How to access my site when it's down/parked

Sometimes, my site goes down. It's my fault. I forget. It's not my host, and it's not the server. The DNS entry just expires and doesn't get restored. In this guide, I'll tell you how to always be able to access my site.

Static IP

My server is on a static IP. The IP address, which you can normally find by just pinging the server, is 172.97.100.170. This is the real, absolute location of my server, and it will never change.

You can type that in directly, but it's not very useful, because clicking on any link will not guarantee that you get to it, either because of a subdomain, or because I apparently had a moment of stupid and hard-coded in an absolute URL like bradenbest.com/thing.php instead of a relative one like ./thing.php. In those cases where my domain happens to be parked, that can get annoying and break things.
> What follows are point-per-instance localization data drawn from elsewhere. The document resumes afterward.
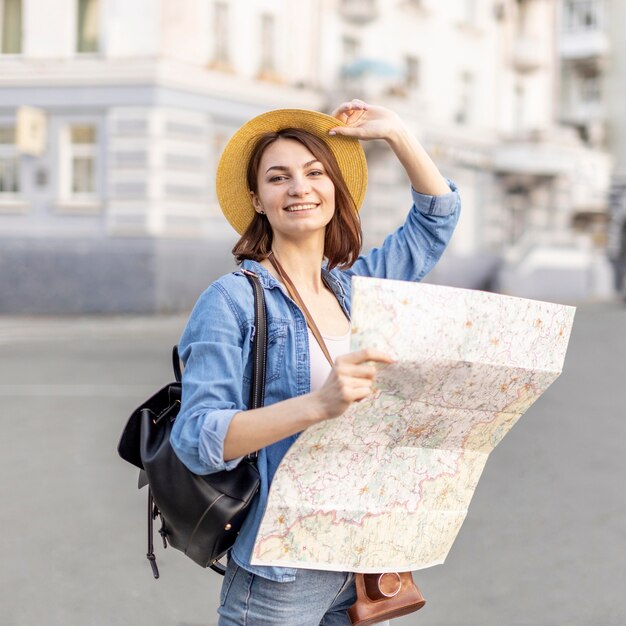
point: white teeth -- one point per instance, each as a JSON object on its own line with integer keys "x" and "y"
{"x": 300, "y": 207}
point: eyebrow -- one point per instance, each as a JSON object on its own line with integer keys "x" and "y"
{"x": 284, "y": 168}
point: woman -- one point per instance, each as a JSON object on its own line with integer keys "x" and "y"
{"x": 291, "y": 183}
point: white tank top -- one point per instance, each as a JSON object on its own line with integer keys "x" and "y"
{"x": 320, "y": 367}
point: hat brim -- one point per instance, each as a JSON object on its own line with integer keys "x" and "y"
{"x": 232, "y": 186}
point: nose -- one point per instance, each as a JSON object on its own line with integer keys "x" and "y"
{"x": 300, "y": 186}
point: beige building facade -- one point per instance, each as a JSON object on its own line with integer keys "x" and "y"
{"x": 138, "y": 99}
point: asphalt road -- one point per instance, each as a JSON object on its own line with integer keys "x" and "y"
{"x": 544, "y": 542}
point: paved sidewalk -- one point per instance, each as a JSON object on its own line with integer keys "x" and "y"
{"x": 544, "y": 542}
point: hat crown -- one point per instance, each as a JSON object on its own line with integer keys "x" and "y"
{"x": 231, "y": 181}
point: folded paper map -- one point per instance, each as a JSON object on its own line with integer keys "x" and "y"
{"x": 386, "y": 486}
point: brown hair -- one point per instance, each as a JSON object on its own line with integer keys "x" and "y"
{"x": 343, "y": 237}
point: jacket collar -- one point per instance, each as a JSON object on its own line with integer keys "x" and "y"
{"x": 269, "y": 282}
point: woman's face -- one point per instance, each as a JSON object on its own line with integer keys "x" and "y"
{"x": 294, "y": 190}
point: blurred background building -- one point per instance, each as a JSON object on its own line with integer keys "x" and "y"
{"x": 113, "y": 115}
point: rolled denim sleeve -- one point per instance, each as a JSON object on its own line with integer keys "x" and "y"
{"x": 412, "y": 250}
{"x": 211, "y": 349}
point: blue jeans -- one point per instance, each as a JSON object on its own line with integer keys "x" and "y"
{"x": 315, "y": 598}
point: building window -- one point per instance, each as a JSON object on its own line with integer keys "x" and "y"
{"x": 412, "y": 72}
{"x": 581, "y": 15}
{"x": 79, "y": 163}
{"x": 10, "y": 26}
{"x": 351, "y": 49}
{"x": 9, "y": 162}
{"x": 88, "y": 26}
{"x": 221, "y": 56}
{"x": 590, "y": 88}
{"x": 466, "y": 100}
{"x": 268, "y": 45}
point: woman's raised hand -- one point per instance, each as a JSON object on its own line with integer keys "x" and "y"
{"x": 366, "y": 121}
{"x": 349, "y": 381}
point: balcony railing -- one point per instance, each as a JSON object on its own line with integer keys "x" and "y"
{"x": 584, "y": 44}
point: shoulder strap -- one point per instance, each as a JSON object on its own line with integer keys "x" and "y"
{"x": 259, "y": 346}
{"x": 295, "y": 296}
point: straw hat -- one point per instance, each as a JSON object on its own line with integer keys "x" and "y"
{"x": 232, "y": 186}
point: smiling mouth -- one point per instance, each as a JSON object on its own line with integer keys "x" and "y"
{"x": 294, "y": 208}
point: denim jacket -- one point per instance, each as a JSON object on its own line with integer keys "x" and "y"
{"x": 216, "y": 351}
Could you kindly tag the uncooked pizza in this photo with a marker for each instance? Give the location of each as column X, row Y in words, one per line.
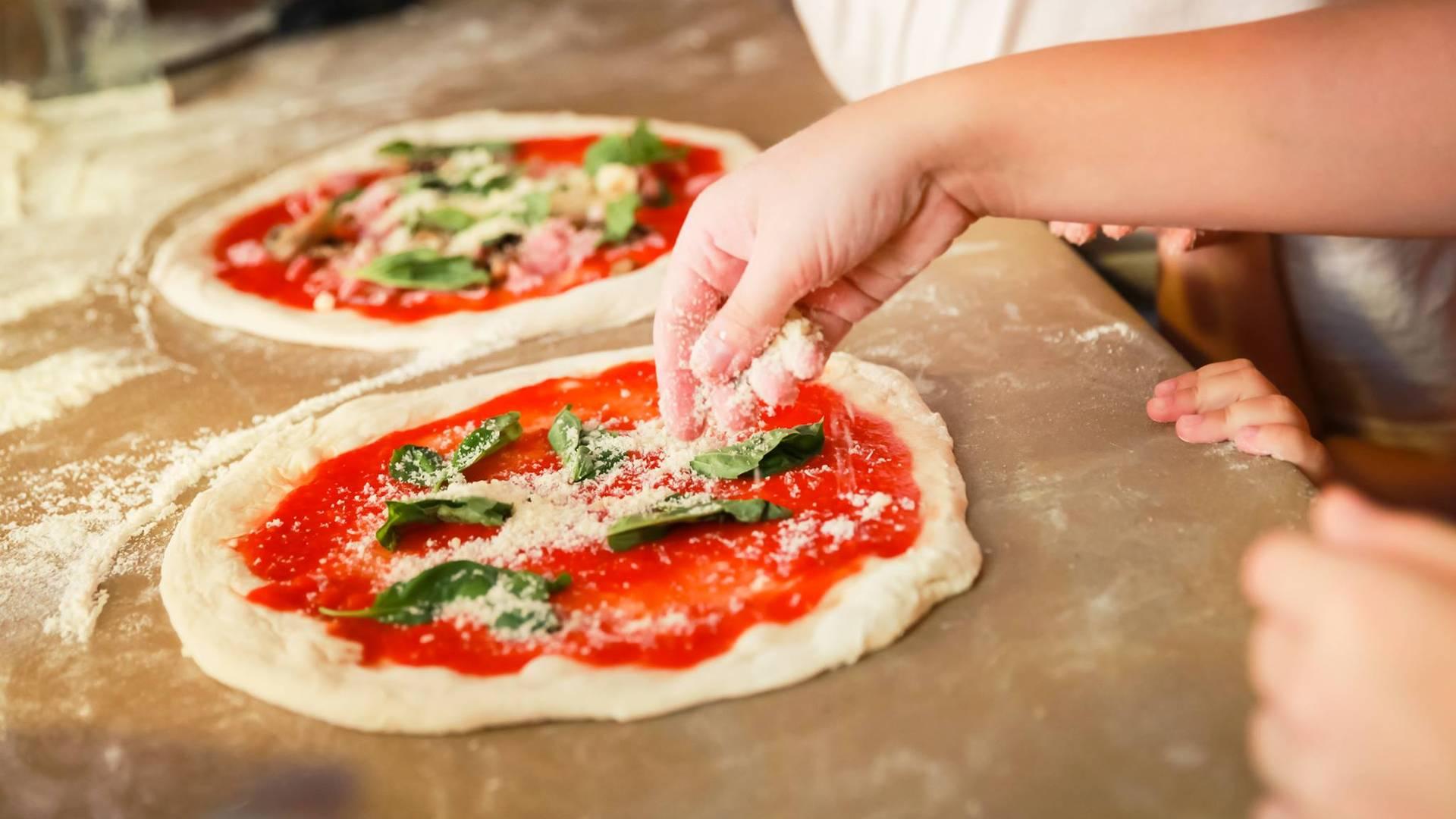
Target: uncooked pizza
column 484, row 228
column 533, row 544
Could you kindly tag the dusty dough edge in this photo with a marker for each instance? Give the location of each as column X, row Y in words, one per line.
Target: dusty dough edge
column 289, row 659
column 182, row 270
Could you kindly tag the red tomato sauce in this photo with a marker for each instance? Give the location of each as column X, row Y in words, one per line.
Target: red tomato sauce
column 727, row 577
column 273, row 279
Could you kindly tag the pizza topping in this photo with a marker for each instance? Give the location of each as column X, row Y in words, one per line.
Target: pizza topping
column 491, row 436
column 419, row 465
column 468, row 226
column 672, row 601
column 584, row 453
column 422, row 268
column 764, row 453
column 513, row 604
column 638, row 148
column 620, row 218
column 548, row 249
column 438, row 510
column 422, row 155
column 679, row 510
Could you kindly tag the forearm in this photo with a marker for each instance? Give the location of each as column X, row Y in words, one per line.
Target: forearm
column 1332, row 121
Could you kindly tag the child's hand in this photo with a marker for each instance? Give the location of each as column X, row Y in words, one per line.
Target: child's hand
column 1234, row 401
column 1354, row 665
column 832, row 221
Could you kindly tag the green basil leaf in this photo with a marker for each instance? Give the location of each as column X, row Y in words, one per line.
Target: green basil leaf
column 438, row 510
column 422, row 268
column 419, row 599
column 638, row 148
column 344, row 199
column 620, row 218
column 637, row 529
column 764, row 453
column 447, row 219
column 419, row 465
column 538, row 207
column 576, row 447
column 488, row 438
column 417, row 153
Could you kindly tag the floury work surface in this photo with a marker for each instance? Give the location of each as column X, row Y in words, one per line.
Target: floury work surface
column 1095, row 670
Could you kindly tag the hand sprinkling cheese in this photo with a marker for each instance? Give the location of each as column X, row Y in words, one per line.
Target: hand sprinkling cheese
column 794, row 354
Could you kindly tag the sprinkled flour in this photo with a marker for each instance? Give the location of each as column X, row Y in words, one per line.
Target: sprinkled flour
column 79, row 538
column 64, row 381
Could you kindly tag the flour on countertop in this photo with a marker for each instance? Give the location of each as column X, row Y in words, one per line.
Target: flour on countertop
column 42, row 391
column 147, row 491
column 44, row 293
column 1094, row 334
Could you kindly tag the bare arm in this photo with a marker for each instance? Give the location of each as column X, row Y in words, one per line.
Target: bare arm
column 1331, row 121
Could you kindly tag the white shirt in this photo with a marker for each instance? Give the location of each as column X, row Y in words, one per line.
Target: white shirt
column 1376, row 316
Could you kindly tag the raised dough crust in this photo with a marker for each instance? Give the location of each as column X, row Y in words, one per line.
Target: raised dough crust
column 290, row 661
column 184, row 264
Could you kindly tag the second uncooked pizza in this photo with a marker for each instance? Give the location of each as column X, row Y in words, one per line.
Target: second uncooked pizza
column 482, row 228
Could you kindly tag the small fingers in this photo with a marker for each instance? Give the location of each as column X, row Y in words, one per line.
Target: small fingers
column 1075, row 232
column 1210, row 392
column 1225, row 425
column 1274, row 648
column 1191, row 376
column 1289, row 442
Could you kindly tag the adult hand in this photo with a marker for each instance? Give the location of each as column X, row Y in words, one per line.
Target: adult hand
column 1354, row 665
column 832, row 221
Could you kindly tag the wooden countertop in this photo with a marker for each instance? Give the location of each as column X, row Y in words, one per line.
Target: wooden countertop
column 1095, row 670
So I figured I'd enlighten y'all to the epic mystical secret hacker codez that I use to visit and maintain my site even when DNS has no idea what's going on.

Hosts file

No matter your OS, you have a file called hosts on your computer somewhere. For Linux/UNIX and Mac, it's /etc/hosts, for Windows, it's %SystemRoot%\System32\drivers\etc\hosts. Here's a list.

Open this file in your favorite text editor and make sure you have the proper permissions (so run as admin on Windows, or sudo <your editor here> /etc/hosts on *NIX/Mac).
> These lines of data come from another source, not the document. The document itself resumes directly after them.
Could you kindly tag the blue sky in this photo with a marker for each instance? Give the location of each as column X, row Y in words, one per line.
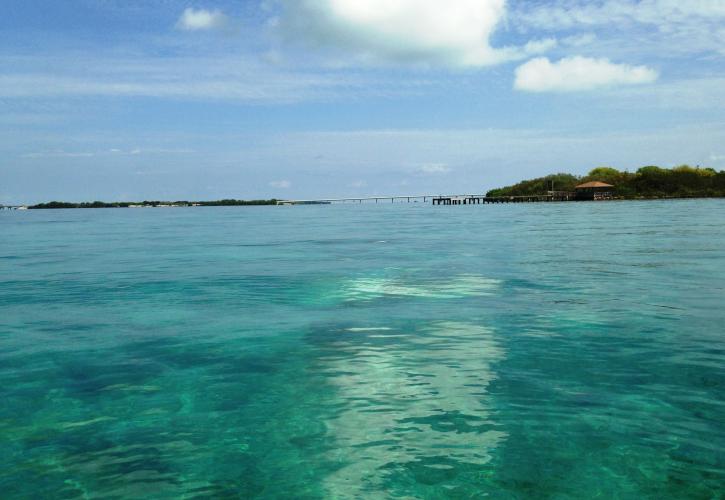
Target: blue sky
column 167, row 99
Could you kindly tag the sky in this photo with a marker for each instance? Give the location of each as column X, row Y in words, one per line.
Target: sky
column 122, row 100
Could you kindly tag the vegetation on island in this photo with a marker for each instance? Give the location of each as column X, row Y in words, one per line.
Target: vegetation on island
column 127, row 204
column 647, row 182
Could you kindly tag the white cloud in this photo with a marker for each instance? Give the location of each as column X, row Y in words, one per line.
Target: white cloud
column 434, row 169
column 235, row 78
column 671, row 27
column 201, row 19
column 283, row 184
column 563, row 14
column 451, row 32
column 578, row 73
column 58, row 154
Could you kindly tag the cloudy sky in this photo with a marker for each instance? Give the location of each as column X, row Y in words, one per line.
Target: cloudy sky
column 171, row 99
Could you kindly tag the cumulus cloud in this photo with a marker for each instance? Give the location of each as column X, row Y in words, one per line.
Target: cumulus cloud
column 283, row 184
column 452, row 32
column 578, row 73
column 434, row 169
column 201, row 19
column 560, row 14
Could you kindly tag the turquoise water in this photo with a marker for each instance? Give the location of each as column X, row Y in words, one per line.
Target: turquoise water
column 571, row 350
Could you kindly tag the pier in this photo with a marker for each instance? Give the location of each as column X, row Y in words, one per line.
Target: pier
column 455, row 199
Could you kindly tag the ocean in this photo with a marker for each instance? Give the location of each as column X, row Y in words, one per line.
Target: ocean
column 544, row 350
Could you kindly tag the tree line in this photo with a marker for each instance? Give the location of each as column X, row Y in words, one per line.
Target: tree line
column 647, row 182
column 126, row 204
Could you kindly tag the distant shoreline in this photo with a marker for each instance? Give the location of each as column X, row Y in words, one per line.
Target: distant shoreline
column 259, row 203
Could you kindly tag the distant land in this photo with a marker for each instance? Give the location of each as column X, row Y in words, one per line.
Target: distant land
column 146, row 204
column 647, row 182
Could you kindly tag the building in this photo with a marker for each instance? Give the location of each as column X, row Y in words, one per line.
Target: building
column 594, row 191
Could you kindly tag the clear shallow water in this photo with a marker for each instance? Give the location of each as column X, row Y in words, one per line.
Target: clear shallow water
column 407, row 351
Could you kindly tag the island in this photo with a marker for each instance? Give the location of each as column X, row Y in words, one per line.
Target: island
column 152, row 204
column 649, row 182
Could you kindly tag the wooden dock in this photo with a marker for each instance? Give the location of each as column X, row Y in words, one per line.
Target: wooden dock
column 481, row 200
column 456, row 199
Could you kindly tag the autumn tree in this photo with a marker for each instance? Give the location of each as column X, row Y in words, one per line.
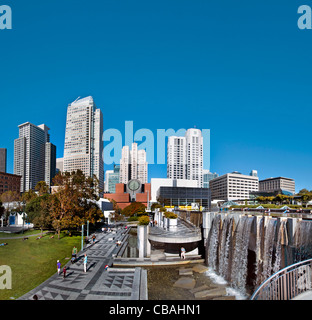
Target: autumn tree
column 74, row 202
column 38, row 212
column 135, row 208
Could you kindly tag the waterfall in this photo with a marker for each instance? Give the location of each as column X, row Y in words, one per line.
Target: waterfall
column 240, row 254
column 225, row 252
column 278, row 250
column 213, row 243
column 303, row 240
column 259, row 251
column 268, row 248
column 237, row 249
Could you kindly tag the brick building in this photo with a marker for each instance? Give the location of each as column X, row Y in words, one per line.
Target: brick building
column 9, row 182
column 123, row 196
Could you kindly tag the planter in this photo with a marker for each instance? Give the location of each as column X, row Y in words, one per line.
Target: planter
column 173, row 222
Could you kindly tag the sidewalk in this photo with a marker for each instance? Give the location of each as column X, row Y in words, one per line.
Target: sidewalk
column 97, row 283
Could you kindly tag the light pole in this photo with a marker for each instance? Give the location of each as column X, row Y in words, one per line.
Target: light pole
column 82, row 237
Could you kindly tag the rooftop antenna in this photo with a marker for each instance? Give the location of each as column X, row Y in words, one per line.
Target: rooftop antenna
column 76, row 99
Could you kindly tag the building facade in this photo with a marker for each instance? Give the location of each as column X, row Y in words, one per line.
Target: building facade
column 133, row 164
column 111, row 179
column 124, row 196
column 34, row 155
column 176, row 158
column 233, row 186
column 185, row 156
column 207, row 176
column 3, row 159
column 83, row 147
column 195, row 198
column 275, row 184
column 10, row 182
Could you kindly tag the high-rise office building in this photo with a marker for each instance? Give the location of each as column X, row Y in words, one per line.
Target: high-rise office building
column 133, row 164
column 194, row 155
column 83, row 147
column 233, row 186
column 185, row 156
column 111, row 179
column 3, row 160
column 207, row 176
column 34, row 155
column 176, row 158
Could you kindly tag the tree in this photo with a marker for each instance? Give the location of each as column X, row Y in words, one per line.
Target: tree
column 38, row 212
column 42, row 188
column 74, row 202
column 135, row 208
column 8, row 198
Anywhere in this file, add the following two lines

172.97.100.170 bradenbest.com
172.97.100.170 ls.bradenbest.com
# You can use anything you want, hell, access my site with notice.me.senpai if you want

Save and close and there you go. Now DNS is no longer a variable on whether or not you can access my site.

Note that this only works on my site. Because I hacked into Microsoft's codebase to throw in the hosts file. It was a genius move, because it's such a mess in there already that none of the devs noticed. And then Linux and Mac copied them and put a hosts file in their systems, too! Your OS only reads the hosts file when accessing "bradenbest.com". The localhost thing is just a decoy. The file has to have those exact two lines to activate the secret backdoor which makes my website accessible to your computer.